– Семён Андреич.

– Михал Алексаныч.

Произнесли они это почти одновременно, и лишь позднее, по ходу дела, я сориентировался, кто из них Сёма, а кто – Мишаня.

– Ну, приступим, – бодро скомандовал Фёдор Никитич, сворачивая бутылке жестяной колпачок.

Тут же на газете образовались три стопочки и бумажный стаканчик, видимо, из-под творога. Как я понял, персональная забота обо мне.

Никитич аккуратно разлил водку и, переждав секунду, объявил:

– Ну что, за встречу так за встречу. Вздрогнули?

Мы вздрогнули. Ну и дрянь же этот местный разлив!

– Ты закуси, закуси, – протянул мне огурец Мишаня. – Напиток, он закуси просит.

– Это уж точно, – подтвердил Никитич. – Ты, парень, закусывай, не жмись. У нас тут, конечно, небогато, зато всё по-людски. Ну так что у тебя за проблемы? – без всякого перехода вперился он в меня желтоватыми, похожими на кошачьи глазами. – Давай, колись. Может, подмогнём чем.

– Да, в общем, обычное дело, мужики, – я заговорил не спеша, как и подобает в таких случаях. – Я сам из Столицы, еду вон к тётке, в Грибаково. Может, знаете, это малость не доезжая Заозёрска. Ну вот, а с билетами сейчас напряжёнка, удалось только до Барсова взять, а отсюда не раньше понедельника, 148-м скорым. Так что перекантоваться где-то надо три ночи, а гостиница у вас на ремонте. Такие вот пироги с капустой получаются. Пробовал я тут на постой напроситься, да обломилось. Мне заплатить-то есть чем, отпускные вон получил, да только народ здесь у вас… недоверчивый какой-то. Одна баба, правда, согласилась, да столько запросила, что лучше уж на вокзал. А остальные просто шуганули.

– Постой, это какая же баба? – встрял в мой монолог Сёма. – Сонька, небось?

– Ага, Софья Ивановна, – откликнулся я. – А что, известная личность?

– Это точно, известная. Жмотина ещё та. Она же тут у нас в ларьке сидит, пивом, значит, торгует. Не доливает, стерва… – он скорбно помолчал. – Хозяйственная баба, ничего не скажешь. Муж-то ейный, Санька, тоже мужик деловой был, на лесопилке, значит. Ну и прошлой осенью посадили. Что там стряслось, неясно, может, мало кому дал, или чего… Но с ним просто, если, скажем, вагонка тебе нужна, или тёс. А сейчас на его месте Осташкин сидит, старый козёл. С ним попробуй договорись. Идейный потому что. Вот. А как Саньку-то упекли, Ивановна совсем взбеленилась, кидается на копейку точно мышь на колбасу. Ну, оно конечно, двое детей, школу кончают, и все дела. А что у ней не остался, правильно. Она бы тебя как липку… Без рубля бы к тётке своей поехал.

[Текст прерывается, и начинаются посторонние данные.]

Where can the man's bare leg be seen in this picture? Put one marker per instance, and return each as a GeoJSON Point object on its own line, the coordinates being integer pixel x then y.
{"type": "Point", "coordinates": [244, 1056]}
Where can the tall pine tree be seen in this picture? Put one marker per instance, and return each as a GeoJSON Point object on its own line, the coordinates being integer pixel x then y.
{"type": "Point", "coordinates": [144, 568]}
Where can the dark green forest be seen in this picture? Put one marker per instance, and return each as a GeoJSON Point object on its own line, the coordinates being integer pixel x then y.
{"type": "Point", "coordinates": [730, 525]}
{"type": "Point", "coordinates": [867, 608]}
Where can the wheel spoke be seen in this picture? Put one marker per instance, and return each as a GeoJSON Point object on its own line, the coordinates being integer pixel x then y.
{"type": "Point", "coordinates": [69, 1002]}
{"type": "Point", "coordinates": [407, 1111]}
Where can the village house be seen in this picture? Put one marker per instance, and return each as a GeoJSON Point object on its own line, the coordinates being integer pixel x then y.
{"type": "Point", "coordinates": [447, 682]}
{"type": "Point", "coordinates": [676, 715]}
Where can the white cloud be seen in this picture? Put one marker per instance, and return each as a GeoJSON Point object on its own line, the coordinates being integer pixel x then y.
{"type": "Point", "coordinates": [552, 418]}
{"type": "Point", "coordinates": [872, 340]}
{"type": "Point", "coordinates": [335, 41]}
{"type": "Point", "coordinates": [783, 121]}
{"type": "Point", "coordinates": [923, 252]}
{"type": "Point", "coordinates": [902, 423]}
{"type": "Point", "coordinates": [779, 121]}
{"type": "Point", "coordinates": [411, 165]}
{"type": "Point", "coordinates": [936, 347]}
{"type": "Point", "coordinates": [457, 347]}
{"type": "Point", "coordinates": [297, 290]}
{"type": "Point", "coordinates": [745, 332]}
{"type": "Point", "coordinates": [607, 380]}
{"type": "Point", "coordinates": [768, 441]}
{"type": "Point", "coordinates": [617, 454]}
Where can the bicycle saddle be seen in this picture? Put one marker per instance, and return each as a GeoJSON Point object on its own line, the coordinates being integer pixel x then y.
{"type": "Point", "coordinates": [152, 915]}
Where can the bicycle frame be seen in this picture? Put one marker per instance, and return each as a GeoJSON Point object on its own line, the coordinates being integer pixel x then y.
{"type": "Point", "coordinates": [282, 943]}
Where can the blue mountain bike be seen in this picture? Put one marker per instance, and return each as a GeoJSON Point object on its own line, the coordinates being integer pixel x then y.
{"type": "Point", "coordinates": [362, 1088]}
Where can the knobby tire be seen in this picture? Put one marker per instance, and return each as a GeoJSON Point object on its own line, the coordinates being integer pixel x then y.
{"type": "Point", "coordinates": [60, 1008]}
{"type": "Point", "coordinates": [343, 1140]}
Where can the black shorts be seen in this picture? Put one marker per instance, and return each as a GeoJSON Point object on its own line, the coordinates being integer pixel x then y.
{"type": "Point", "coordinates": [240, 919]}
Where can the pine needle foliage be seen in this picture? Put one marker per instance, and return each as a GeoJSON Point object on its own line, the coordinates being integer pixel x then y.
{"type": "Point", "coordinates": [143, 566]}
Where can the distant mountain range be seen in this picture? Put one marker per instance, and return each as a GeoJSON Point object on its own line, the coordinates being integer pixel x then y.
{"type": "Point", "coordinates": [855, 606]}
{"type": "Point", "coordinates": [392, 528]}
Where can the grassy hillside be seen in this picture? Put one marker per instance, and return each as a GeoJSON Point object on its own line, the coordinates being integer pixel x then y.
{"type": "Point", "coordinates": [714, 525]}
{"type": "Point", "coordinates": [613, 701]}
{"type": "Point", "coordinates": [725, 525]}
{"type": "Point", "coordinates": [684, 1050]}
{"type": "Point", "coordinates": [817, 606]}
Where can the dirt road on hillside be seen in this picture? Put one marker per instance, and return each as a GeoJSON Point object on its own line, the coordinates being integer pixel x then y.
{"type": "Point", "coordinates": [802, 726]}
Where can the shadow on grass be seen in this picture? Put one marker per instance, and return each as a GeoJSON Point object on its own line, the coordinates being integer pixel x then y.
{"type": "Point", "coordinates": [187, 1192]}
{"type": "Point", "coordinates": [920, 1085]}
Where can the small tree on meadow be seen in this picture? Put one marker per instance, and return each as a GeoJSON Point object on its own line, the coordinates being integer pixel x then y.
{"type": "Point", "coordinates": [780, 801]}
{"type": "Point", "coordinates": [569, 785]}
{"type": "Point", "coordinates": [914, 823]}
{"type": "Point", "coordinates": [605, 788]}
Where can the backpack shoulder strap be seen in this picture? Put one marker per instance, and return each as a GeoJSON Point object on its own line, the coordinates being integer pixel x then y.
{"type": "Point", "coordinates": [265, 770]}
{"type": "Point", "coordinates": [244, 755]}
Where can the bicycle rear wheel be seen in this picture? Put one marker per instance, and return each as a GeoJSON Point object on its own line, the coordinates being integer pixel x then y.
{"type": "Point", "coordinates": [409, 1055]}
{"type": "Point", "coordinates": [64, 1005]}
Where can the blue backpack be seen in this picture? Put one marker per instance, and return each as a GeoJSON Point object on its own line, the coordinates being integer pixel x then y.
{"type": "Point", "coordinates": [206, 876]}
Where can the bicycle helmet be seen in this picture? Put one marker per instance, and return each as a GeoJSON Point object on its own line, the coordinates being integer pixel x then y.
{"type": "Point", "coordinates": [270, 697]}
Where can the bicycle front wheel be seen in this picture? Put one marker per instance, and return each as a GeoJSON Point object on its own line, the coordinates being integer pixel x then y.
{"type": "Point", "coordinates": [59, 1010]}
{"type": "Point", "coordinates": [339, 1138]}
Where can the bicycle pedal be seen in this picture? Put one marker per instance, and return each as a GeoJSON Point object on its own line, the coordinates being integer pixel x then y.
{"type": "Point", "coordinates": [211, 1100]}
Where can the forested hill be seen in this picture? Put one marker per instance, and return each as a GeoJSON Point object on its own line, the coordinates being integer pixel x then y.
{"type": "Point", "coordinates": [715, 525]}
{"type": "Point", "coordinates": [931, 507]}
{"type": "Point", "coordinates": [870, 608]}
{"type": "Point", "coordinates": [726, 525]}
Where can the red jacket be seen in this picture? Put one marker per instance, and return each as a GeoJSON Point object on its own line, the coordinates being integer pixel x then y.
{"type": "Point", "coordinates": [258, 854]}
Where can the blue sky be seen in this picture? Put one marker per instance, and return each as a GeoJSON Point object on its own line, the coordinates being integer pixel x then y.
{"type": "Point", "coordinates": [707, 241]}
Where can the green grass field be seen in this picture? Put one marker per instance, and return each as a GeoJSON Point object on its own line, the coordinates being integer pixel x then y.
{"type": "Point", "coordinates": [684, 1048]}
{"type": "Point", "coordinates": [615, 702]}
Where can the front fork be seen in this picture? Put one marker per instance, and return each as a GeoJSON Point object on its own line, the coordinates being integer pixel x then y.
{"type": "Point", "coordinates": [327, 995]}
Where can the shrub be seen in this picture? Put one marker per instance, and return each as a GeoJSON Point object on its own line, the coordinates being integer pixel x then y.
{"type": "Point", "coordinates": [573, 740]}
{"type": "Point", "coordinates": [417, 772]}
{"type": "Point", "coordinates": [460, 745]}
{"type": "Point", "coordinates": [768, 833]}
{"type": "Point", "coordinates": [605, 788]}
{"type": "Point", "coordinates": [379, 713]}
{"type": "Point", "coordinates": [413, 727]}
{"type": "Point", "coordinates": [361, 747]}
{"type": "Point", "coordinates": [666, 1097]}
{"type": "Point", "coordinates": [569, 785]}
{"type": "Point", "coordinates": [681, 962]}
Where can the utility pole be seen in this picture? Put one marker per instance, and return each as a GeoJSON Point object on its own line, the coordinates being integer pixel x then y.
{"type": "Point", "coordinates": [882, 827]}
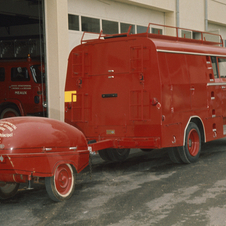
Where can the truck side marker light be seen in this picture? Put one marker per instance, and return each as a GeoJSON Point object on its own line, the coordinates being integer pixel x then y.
{"type": "Point", "coordinates": [154, 101]}
{"type": "Point", "coordinates": [174, 140]}
{"type": "Point", "coordinates": [2, 159]}
{"type": "Point", "coordinates": [70, 96]}
{"type": "Point", "coordinates": [48, 149]}
{"type": "Point", "coordinates": [158, 105]}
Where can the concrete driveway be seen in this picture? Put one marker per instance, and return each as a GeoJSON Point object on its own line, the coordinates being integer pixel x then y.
{"type": "Point", "coordinates": [145, 190]}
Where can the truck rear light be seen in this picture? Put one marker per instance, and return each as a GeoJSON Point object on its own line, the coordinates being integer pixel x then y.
{"type": "Point", "coordinates": [36, 99]}
{"type": "Point", "coordinates": [2, 159]}
{"type": "Point", "coordinates": [154, 101]}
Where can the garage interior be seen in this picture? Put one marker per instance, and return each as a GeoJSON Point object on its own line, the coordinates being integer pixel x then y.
{"type": "Point", "coordinates": [22, 30]}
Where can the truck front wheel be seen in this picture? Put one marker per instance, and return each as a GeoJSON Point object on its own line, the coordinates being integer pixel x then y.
{"type": "Point", "coordinates": [61, 186]}
{"type": "Point", "coordinates": [190, 152]}
{"type": "Point", "coordinates": [8, 190]}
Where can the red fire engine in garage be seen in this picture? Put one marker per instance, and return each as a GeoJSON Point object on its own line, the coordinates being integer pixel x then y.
{"type": "Point", "coordinates": [123, 91]}
{"type": "Point", "coordinates": [22, 90]}
{"type": "Point", "coordinates": [148, 91]}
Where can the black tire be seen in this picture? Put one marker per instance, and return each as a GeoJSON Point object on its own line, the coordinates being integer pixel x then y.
{"type": "Point", "coordinates": [8, 190]}
{"type": "Point", "coordinates": [190, 152]}
{"type": "Point", "coordinates": [9, 112]}
{"type": "Point", "coordinates": [61, 186]}
{"type": "Point", "coordinates": [174, 155]}
{"type": "Point", "coordinates": [118, 155]}
{"type": "Point", "coordinates": [104, 155]}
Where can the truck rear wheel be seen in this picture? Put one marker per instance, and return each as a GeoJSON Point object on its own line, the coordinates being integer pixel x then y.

– Ладно, Сёма, кончай базарить, – вмешался Никитич. – Мы вот сейчас лучше разольём. Между первой и второй перерывчик небольшой.

Вздрогнули мы и по второй.

– Эх, хорошо пошла отрава, – восхитился Никитич. – Уважаю. А ты, Лёха, чего сало не берёшь? – хлопнул он меня по плечу. – Сало есть лучшая закусь, что человечество изобрело. Его только маланцы не едят, да ещё татары. А наш человек…

Я, само собой, вспомнил Гоголя. Пан Данила, о коем Никитич, по всей вероятности, не читал, говаривал почти слово в слово то же самое. Своему тестю-колдуну.

Ну, чтобы не уподобиться иноверцам, сало я попробовал. В общем, как в анекдоте – сало оно и есть сало. Не люблю. С детства меня от него тошнит. Не знаю уж, какие тут инстинкты-рефлексы, но не люблю. К тому же – пятница. День постный. Ну да грех невелик… И пару ломтей, дабы не обидить Никитича, я сжевал.

– Ты, Лёха, не боись, ночлег мы тебе организуем, – обнадёжил меня Никитич. – Для хорошего человека ничего не жалко. Сам-то кем будешь? – полюбопытствовал он.